Wherever one looked, the straight lines went crooked. World War II was several wars, not one. The South was gung ho, Britain having supported the Confederacy in the other century, and Southerners like shooting anyway. The most racist part of the country hated Hitler, who dared raise the swastika over church altars, but of course they were not exactly pro-Semitic down there either. It was like a dropped vase, cracked in all directions; touch it and it might shatter.
And the silence inevitably covered the Jews and their fate. More Jews than not were on the left side of the political spectrum, but here was the Soviet Union lying down with the Jew-hunting Nazi. And Roosevelt, friend of Jews, had denied landing privileges to the St. Louis, the ship carrying a couple of hundred of the Jews allowed to leave by the Germans. The ship's captain first tried landing in Cuba and, turned away, headed back to Germany. There were not many protests within or outside the Jewish ranks. In fact, that ship disappeared over the horizon going east in a bubble of silence, probably the largest crowd to leave the Statue of Liberty behind.
Along with a lot of others, what I made of the silence was that everybody, not excluding myself, was afraid of an outbreak of open anti- Semitism in America should that shipload of refugees be allowed to disembark. (This was a fairly prosperous, middle-class group of people and not what "refugee" seemed to connote, but even that seemed not to count.) Meantime one of the biggest radio audiences in the United States waited eagerly every Sunday for Father Coughlin's harangue against Jews on a national network.
The writing of "Focus" was an attempt to break through the silence; just putting the words down was a relief. But I had no idea whether the subject itself would make publication unlikely, and so it indeed appeared from the moment it was offered to publishers. No one I talked to could think of any fiction on the subject, although the widespread existence of anti-Semitism, from the universities on down through the large corporations and professions, was of course known to everyone. It was like some sort of shameful illness that was not to be mentioned in polite society, not by gentiles and not by Jews.
But I was lucky. Reynal & Hitchcock, a new gentile publisher, had opened only a year or so earlier, and Frank Taylor, an associate of my wife who worked at a medical publisher, had just been hired to get new authors for their virgin list. Taylor was swinging his lasso all over the city and had looped in a number of exciting young talents.
That the book was already making some people very nervous only enhanced its value at Reynal & Hitchcock. If there was no explosion once it appeared, I thought it was quite possibly because "Gentleman's Agreement" had beat it out by a month or two and helped break the ice. But when the left-wing Book Find Club adopted "Focus," some of its members did object on the ground that the book repeated anti-Semitic slurs, as of course it had to when some of its characters hated Jews.

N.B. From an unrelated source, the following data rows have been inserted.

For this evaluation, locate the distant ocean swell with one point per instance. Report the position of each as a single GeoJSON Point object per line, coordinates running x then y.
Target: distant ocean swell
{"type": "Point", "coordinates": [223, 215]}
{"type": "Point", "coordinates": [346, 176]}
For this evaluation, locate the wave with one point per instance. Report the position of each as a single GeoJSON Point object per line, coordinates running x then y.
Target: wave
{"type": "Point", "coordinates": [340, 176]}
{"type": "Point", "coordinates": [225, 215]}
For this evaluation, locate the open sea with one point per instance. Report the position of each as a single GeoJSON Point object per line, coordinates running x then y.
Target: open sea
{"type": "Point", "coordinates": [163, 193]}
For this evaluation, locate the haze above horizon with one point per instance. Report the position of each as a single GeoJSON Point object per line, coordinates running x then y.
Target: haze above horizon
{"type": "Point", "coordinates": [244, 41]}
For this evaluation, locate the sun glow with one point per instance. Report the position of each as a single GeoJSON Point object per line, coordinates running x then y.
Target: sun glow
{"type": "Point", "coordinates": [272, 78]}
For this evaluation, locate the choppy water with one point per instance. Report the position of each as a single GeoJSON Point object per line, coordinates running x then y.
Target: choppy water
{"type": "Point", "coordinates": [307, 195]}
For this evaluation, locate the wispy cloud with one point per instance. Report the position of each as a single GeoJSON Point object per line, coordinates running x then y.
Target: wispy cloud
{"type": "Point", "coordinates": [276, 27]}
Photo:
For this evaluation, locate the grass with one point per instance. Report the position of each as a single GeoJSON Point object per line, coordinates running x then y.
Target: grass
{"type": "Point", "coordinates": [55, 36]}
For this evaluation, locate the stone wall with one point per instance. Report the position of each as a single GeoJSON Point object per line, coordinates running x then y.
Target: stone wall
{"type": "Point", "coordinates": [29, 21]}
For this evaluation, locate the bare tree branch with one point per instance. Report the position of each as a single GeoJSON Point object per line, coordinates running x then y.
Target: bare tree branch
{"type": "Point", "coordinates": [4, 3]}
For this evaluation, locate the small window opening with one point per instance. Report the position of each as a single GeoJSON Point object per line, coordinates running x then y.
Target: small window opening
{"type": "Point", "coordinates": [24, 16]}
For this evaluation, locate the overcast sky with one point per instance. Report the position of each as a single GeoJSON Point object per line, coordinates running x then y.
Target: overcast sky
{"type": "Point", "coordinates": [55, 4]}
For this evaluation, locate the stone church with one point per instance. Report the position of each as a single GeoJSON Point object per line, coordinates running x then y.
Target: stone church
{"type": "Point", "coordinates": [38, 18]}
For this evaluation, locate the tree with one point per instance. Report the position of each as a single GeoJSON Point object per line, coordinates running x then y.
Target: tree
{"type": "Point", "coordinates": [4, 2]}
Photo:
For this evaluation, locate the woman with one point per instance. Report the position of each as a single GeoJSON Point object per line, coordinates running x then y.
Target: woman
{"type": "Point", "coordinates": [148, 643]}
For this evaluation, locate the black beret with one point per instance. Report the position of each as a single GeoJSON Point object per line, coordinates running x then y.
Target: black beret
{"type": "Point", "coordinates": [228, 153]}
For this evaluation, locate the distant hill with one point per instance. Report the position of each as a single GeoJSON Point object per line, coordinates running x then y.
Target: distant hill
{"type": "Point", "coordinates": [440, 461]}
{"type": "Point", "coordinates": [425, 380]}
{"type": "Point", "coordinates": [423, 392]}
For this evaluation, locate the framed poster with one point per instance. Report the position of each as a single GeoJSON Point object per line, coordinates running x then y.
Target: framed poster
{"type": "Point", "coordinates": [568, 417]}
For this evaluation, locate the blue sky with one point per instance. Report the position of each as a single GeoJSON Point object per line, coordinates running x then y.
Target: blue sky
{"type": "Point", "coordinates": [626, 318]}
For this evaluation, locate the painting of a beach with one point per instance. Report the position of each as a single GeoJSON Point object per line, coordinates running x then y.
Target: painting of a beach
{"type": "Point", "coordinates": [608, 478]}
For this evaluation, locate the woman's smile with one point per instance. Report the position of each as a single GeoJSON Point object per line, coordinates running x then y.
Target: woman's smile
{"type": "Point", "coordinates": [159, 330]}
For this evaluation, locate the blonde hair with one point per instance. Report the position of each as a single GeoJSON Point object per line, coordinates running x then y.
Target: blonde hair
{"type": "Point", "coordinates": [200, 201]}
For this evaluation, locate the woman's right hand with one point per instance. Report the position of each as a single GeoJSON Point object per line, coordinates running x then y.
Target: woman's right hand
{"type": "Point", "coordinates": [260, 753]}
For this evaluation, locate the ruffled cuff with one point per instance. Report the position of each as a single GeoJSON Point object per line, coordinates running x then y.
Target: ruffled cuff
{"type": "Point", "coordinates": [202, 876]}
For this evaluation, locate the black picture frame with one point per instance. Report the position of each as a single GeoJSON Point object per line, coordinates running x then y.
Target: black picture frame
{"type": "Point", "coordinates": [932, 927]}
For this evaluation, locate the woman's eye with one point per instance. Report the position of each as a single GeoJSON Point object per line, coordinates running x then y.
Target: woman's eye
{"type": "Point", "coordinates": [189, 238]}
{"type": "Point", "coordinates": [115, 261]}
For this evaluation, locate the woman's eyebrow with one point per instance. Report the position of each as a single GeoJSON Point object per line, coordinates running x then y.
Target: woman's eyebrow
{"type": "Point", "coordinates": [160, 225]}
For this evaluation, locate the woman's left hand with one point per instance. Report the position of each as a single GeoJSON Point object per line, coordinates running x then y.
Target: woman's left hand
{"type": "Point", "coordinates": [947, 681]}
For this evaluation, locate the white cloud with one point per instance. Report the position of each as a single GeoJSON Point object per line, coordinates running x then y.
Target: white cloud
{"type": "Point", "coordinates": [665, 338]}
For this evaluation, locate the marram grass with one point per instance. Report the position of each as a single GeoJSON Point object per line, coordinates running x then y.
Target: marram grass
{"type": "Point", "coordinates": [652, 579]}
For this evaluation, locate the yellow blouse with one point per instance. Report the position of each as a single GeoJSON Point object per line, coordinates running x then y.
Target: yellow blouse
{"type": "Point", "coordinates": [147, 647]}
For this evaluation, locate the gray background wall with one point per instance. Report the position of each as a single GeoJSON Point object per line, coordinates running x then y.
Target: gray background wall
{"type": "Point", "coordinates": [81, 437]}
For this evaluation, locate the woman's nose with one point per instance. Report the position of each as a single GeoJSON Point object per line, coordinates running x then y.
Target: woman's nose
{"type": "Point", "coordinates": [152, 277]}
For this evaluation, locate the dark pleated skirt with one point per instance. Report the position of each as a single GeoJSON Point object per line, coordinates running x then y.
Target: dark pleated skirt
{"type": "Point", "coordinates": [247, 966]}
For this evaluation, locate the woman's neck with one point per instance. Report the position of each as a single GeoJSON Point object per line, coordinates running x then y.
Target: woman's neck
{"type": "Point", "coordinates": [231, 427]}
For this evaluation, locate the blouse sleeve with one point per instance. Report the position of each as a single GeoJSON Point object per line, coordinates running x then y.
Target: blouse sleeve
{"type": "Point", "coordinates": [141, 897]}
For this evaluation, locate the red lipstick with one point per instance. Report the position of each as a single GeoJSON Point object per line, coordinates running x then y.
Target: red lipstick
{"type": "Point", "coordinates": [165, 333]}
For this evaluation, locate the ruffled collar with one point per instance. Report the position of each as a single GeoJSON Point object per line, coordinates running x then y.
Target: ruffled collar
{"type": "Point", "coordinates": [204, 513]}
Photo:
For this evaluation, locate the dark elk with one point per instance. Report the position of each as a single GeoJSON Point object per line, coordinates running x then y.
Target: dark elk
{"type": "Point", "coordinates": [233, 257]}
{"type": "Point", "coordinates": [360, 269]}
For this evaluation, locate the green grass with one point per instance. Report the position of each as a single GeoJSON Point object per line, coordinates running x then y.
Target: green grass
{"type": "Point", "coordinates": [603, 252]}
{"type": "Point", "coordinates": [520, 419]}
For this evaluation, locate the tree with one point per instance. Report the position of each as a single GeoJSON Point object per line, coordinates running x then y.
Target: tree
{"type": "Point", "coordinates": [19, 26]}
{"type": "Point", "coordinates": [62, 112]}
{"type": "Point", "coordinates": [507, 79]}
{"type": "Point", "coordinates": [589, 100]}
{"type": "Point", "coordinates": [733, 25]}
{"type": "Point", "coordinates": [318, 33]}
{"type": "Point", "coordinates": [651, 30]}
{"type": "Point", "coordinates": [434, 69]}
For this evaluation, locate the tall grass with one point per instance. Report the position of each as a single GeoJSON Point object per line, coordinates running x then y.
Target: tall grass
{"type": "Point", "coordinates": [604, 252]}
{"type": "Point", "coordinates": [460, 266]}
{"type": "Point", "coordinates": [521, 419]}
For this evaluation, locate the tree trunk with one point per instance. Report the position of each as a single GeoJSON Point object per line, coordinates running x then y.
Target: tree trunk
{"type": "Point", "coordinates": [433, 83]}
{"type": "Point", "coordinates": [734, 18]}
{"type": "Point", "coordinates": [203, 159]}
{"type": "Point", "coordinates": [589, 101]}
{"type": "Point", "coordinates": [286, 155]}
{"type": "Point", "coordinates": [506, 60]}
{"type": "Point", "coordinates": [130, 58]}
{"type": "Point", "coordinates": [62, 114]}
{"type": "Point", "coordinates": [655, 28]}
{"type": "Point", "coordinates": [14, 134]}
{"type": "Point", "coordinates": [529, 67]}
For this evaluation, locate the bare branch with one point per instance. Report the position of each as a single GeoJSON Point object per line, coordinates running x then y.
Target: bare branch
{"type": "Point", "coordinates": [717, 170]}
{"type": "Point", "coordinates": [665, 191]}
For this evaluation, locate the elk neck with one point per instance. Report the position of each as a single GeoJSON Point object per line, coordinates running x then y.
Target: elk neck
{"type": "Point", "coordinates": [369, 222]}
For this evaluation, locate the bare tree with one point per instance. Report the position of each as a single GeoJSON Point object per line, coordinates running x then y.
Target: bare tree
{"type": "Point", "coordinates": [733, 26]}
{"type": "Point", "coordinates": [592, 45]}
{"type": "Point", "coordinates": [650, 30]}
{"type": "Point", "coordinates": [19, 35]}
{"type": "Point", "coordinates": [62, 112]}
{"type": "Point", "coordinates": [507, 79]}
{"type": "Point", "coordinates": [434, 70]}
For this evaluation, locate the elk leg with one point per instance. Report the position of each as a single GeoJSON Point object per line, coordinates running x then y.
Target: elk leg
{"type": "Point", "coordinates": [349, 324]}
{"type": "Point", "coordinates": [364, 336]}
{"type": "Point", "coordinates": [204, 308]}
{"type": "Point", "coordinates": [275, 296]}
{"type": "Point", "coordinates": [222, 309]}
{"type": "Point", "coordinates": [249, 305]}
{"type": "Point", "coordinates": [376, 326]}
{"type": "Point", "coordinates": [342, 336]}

But even recalling all this doesn't quite revive the feel of that time, more than a half-century ago. Rather, I can recall my own amazement that the story was to be published at all, so accustomed was I to the fearful silence surrounding the issue. But I do very clearly remember the day I was supposed to come to the publisher's offices to have my picture taken for the book jacket. I had totally forgotten the appointment until my wife walked in and was surprised to find me in Brooklyn when I had this important appointment on Madison Avenue.
I rushed about getting into decent clothes and walked straight into the edge of a partially open closet door and by the time I arrived at Reynal & Hitchcock's had a nice black eye. This is why I am in profile on the jacket. That long-ago photo, of a young man with hair, looking confidently into the distance, brings back some of the excitement of the imminent publication date and, for all anyone knew, outraged public condemnation.
Some 60 years later a movie has been made of "Focus," so its relevance has apparently not disappeared. The current attacks on people for their appearance - Middle Easterners this time - runs right down the middle of the book's theme. This time around, however, silence is out of fashion, and a lot of us find ourselves struggling very consciously with our fears.